El telón de carne de mis párpados se desplomó sobre mi rostro y ahí estaba yo y ahí estaban las cajas, los cajones, las jaulas y todos mis monstruos enjaulados, volviéndose líquidos en plan de fuga iracunda.

Ojalá me hubieses visto, pero vos no estabas.

Me senté junto a la jaula, los observé un rato largo y ellos también me miraron y gruñeron un poco y me dijeron soltame y susurraron cosas que sé que jamás dirías, pero qué más daba, si ellos querían que los suelte, si los monstruos nomás buscaban deslizarse por mi lengua y saltar al aire convertidos en cuchillos para desfigurarte la cara, la risa y cualquier recuerdo tibio que aún conserves de mí.

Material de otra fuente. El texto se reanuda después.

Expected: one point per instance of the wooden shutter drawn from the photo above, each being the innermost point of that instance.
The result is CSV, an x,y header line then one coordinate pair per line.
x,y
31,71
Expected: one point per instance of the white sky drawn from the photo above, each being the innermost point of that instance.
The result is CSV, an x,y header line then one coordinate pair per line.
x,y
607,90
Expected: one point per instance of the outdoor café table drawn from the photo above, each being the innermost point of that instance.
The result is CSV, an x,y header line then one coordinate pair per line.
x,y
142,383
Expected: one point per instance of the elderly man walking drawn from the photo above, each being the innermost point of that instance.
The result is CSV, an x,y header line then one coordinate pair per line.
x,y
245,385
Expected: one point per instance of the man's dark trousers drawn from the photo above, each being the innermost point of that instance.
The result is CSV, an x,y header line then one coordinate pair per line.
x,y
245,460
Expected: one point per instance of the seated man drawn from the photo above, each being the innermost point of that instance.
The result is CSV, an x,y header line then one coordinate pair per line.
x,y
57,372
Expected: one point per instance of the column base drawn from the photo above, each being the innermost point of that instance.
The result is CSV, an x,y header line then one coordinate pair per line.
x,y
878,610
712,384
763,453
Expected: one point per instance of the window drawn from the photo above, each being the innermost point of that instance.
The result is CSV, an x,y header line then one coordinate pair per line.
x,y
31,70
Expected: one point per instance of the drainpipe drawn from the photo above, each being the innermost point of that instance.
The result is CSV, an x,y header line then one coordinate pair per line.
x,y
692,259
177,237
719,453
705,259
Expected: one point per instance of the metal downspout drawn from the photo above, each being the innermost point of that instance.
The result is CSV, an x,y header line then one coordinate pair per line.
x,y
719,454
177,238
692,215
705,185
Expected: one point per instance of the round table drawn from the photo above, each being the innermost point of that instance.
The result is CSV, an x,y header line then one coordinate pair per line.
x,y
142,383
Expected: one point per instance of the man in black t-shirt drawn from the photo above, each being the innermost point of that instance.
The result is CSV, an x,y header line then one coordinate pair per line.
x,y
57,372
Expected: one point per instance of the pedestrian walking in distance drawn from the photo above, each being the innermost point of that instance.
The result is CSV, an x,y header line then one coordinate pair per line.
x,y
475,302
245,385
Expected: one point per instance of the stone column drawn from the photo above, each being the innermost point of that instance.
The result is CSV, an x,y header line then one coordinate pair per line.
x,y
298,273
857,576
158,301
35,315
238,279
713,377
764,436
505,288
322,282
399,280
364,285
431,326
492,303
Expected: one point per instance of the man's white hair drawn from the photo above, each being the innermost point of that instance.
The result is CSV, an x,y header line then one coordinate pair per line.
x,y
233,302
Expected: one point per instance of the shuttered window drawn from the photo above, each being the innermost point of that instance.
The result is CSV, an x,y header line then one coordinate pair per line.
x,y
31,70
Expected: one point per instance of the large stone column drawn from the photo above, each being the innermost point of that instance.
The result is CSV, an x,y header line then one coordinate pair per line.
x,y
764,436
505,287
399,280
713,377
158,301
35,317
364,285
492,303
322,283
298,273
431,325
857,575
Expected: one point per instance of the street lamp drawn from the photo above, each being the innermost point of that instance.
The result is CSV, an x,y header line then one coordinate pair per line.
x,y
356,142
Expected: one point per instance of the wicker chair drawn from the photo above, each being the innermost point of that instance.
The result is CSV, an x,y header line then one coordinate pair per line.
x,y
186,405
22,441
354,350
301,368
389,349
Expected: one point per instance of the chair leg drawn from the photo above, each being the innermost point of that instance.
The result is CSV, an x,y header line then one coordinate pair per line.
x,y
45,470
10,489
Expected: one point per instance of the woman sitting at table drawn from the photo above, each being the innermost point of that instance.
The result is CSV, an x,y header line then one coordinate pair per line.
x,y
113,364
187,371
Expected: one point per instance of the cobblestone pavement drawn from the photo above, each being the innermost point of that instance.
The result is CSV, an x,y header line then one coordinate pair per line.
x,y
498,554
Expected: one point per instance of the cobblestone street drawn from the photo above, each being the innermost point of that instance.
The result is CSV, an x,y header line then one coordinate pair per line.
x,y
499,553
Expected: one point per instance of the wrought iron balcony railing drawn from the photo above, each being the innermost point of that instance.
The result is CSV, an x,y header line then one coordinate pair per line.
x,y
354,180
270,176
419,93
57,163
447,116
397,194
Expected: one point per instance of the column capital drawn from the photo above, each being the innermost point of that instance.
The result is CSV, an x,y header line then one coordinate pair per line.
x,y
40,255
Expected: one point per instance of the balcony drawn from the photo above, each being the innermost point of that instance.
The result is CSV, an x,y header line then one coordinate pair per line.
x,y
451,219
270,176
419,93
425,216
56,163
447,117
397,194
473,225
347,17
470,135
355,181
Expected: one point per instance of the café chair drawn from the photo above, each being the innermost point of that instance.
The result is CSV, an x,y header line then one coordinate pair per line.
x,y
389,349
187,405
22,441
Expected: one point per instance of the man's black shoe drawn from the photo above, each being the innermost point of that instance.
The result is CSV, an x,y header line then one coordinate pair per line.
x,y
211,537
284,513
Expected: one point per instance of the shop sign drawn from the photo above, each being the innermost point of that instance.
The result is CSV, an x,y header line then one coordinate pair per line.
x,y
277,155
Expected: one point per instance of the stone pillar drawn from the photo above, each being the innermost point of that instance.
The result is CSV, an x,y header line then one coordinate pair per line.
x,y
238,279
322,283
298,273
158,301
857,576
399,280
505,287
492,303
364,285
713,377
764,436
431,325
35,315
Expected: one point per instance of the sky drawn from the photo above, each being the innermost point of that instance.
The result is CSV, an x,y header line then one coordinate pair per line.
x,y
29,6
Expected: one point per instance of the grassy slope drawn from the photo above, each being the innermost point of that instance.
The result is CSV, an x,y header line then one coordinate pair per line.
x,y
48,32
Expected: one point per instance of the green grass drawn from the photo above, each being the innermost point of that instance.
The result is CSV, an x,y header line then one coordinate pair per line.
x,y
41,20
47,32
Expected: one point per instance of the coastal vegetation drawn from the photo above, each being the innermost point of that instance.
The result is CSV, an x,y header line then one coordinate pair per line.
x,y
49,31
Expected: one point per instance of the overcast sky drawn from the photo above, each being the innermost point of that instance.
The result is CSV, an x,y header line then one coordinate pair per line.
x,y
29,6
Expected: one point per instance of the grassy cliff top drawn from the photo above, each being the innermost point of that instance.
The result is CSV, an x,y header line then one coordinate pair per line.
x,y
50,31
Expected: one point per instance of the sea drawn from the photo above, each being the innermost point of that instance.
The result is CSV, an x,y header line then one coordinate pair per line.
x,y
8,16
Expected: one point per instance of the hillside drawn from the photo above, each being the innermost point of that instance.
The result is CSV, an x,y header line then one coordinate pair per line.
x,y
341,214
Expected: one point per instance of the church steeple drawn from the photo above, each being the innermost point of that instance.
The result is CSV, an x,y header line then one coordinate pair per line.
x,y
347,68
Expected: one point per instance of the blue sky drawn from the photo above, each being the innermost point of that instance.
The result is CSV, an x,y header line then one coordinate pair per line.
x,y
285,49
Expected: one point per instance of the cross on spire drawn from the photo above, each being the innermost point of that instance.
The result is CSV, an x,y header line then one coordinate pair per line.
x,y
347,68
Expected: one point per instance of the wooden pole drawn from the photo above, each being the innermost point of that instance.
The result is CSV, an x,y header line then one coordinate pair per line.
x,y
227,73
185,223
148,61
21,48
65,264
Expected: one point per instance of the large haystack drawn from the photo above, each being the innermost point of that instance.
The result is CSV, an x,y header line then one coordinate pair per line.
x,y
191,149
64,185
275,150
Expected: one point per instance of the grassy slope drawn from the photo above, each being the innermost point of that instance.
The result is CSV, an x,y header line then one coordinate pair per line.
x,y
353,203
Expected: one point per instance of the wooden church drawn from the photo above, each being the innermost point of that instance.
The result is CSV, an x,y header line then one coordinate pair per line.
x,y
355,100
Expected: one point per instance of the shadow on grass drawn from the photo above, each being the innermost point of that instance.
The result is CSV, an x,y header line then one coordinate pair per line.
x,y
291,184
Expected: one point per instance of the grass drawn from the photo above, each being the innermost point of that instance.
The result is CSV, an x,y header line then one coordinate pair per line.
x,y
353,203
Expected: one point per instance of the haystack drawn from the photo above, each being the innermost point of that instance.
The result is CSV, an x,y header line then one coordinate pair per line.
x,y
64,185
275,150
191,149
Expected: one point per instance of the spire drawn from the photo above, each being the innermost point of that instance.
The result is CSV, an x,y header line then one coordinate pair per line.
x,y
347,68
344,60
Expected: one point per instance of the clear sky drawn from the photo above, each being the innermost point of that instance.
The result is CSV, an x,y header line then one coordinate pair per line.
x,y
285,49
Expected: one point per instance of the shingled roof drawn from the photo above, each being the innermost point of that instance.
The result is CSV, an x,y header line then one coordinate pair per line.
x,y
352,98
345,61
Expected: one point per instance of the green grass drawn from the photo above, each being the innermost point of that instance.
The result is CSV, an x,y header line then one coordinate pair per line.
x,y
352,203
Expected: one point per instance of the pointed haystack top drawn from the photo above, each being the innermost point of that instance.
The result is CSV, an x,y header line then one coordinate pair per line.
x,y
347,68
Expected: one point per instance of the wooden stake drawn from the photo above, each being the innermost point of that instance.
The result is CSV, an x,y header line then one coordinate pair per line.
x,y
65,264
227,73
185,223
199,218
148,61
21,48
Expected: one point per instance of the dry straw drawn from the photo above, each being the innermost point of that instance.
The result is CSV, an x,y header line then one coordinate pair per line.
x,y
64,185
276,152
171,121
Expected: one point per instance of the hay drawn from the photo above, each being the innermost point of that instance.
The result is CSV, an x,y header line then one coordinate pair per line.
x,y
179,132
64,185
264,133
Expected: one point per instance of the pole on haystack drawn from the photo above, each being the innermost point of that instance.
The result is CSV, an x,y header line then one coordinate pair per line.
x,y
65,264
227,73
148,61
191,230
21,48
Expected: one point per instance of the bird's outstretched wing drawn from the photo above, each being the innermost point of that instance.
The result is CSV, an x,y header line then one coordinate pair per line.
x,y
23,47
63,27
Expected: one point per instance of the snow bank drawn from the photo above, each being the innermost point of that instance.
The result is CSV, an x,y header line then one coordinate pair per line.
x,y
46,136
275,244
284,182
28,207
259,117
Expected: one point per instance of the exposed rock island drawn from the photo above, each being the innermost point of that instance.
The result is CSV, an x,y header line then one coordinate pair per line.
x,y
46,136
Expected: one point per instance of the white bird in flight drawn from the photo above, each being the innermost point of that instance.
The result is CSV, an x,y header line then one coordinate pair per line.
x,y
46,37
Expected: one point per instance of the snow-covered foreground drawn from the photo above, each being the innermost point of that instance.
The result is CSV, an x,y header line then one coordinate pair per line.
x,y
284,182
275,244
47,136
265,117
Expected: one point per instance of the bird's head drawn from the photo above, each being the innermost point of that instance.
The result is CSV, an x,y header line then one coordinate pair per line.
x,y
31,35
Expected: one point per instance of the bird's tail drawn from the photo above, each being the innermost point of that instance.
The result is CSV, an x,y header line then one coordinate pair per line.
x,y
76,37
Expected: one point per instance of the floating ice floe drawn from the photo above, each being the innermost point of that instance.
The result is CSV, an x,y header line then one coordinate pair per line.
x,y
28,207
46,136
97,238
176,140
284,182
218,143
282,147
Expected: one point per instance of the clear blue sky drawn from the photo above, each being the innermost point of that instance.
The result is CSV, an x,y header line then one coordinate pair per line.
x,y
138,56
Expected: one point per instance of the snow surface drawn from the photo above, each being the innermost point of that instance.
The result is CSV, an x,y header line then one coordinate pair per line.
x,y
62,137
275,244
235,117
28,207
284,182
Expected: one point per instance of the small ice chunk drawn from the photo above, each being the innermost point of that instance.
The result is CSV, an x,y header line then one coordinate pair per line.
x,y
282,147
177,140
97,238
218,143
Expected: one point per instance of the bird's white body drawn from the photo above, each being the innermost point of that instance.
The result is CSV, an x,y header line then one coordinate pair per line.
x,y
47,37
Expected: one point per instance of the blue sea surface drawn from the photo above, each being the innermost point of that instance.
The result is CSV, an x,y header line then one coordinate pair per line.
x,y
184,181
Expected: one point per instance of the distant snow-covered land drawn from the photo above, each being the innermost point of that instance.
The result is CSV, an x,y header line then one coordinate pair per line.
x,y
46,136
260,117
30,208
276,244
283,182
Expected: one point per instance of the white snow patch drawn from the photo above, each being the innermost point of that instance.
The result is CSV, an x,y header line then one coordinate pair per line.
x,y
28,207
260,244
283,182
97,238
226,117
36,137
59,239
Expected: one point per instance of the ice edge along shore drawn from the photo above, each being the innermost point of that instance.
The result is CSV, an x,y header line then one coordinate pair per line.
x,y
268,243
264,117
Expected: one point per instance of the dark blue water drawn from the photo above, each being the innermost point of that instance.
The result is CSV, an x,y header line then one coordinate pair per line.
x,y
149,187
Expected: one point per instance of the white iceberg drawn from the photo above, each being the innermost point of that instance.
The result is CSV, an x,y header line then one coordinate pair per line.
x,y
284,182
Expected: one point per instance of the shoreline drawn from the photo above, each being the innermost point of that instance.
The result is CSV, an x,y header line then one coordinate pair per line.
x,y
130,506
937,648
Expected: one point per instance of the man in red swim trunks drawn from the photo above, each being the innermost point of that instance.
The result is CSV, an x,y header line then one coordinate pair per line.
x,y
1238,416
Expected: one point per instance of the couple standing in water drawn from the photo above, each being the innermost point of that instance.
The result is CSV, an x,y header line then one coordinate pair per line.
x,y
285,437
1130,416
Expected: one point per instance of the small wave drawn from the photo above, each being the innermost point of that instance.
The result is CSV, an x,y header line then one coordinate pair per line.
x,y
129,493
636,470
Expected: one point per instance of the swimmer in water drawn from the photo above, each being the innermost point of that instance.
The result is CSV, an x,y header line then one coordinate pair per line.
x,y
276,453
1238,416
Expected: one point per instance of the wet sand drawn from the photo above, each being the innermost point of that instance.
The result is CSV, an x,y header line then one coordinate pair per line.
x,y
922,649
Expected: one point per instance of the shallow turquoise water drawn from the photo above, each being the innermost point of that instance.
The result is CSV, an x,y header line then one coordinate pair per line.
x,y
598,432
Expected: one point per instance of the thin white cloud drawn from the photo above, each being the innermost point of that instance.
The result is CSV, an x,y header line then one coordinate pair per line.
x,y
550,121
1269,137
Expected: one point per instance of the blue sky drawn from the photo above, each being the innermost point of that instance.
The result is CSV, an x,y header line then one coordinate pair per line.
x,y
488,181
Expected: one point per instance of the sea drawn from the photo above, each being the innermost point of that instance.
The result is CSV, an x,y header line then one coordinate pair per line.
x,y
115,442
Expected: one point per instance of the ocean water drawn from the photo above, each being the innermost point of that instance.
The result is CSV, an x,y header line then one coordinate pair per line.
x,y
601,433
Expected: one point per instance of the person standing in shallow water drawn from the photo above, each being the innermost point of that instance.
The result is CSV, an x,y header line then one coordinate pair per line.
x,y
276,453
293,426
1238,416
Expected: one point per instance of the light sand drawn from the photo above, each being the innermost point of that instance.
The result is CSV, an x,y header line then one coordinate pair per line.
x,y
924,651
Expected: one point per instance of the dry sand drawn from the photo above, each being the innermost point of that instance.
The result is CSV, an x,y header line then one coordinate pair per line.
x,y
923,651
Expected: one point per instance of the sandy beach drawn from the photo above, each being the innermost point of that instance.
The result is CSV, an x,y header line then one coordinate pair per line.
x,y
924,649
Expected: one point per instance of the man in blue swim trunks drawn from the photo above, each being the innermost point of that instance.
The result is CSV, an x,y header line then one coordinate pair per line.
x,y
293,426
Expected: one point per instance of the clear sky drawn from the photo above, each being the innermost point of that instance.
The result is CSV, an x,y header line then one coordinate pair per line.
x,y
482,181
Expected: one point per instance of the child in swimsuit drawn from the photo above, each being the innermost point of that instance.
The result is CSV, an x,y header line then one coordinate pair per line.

Los monstruos enjaulados y yo nos miramos un rato largo y después les hablé de vos. De vos y de todos esos milagros diminutos que suceden después de vos; y de todos esos ansiosos ardores que después de vos, ya no existen.

Ojalá me hubieses visto, pero vos no estabas. No habrás de estar nunca de este lado de los párpados, y eso ya no me duele. Son sólo mías las cajas, los cajones, las jaulas y las memorias diminutas del amor que me habita y que alimenta a los monstruos, que desde entonces son mansos.